The Nazis began the mass arrests of French Jews in 1942. Many Jews came to Father Dimitri Klepinin asking him for baptismal certificates, to avoid being deported and sent to the Nazi death camps. Father Dimitri believed his Christian Faith demanded that he act saying, “I think the good Christ would give me that paper if I were in their place. So I must do it… If a man surprised by a storm takes shelter in a church, do I have the right to close the door?”
In February, 1943 he Father Dimitri was interrogated by a German Gestapo officer named Hoffman.
Hoffman: “If we release you, will you promise never again to aid Jews?”
Father Dimitri: “I can say no such thing. I am a Christian, and must act as I must.”
Hoffman: (striking the priest across the face he screamed) “Jew lover!
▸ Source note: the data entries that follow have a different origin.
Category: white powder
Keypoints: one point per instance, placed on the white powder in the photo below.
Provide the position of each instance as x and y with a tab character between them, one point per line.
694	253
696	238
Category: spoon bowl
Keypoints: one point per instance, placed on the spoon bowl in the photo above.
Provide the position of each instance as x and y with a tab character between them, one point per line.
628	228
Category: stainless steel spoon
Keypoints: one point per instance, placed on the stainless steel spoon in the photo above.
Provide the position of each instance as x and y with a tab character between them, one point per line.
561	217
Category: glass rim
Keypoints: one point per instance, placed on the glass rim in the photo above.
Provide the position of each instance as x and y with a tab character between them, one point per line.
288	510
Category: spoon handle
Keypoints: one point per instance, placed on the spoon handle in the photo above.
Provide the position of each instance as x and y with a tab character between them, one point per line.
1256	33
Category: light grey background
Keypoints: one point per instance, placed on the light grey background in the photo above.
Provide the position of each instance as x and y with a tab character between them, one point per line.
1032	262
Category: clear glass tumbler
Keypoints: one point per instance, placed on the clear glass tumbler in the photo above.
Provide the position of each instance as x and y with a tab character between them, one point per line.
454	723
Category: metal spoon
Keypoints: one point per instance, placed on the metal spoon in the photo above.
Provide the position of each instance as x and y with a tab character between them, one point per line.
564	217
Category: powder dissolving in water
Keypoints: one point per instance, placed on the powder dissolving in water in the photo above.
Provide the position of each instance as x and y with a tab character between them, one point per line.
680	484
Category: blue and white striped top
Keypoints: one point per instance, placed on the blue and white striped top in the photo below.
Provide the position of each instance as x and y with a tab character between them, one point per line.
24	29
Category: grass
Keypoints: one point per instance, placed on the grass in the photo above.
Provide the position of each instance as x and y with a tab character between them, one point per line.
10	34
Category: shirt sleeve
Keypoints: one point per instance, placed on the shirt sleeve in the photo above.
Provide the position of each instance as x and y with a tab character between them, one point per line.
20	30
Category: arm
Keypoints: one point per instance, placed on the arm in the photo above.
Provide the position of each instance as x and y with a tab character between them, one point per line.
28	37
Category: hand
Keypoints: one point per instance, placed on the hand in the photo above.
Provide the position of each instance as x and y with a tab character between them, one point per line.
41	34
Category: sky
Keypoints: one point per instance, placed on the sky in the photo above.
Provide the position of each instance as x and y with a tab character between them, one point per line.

How dare you talk of those pigs as being a Christian duty!”
Father Dmitri: (raising the Cross from around his neck) “Do you know this Jew?”
Father Dimitri was then sent to a prison camp. He was abused and ridiculed by the guards who shoved him shouting, “Jew! Jew!” In response Dimitri said, “Remember that Jesus Christ had to bear much greater humiliations.”
A year later, Father Dimitri was sent to the Buchenwald concentration camp, in Germany. His health broken, suffering from pneumonia, he died on February 9, 1944 and his body was burned in the Buchenwald crematorium.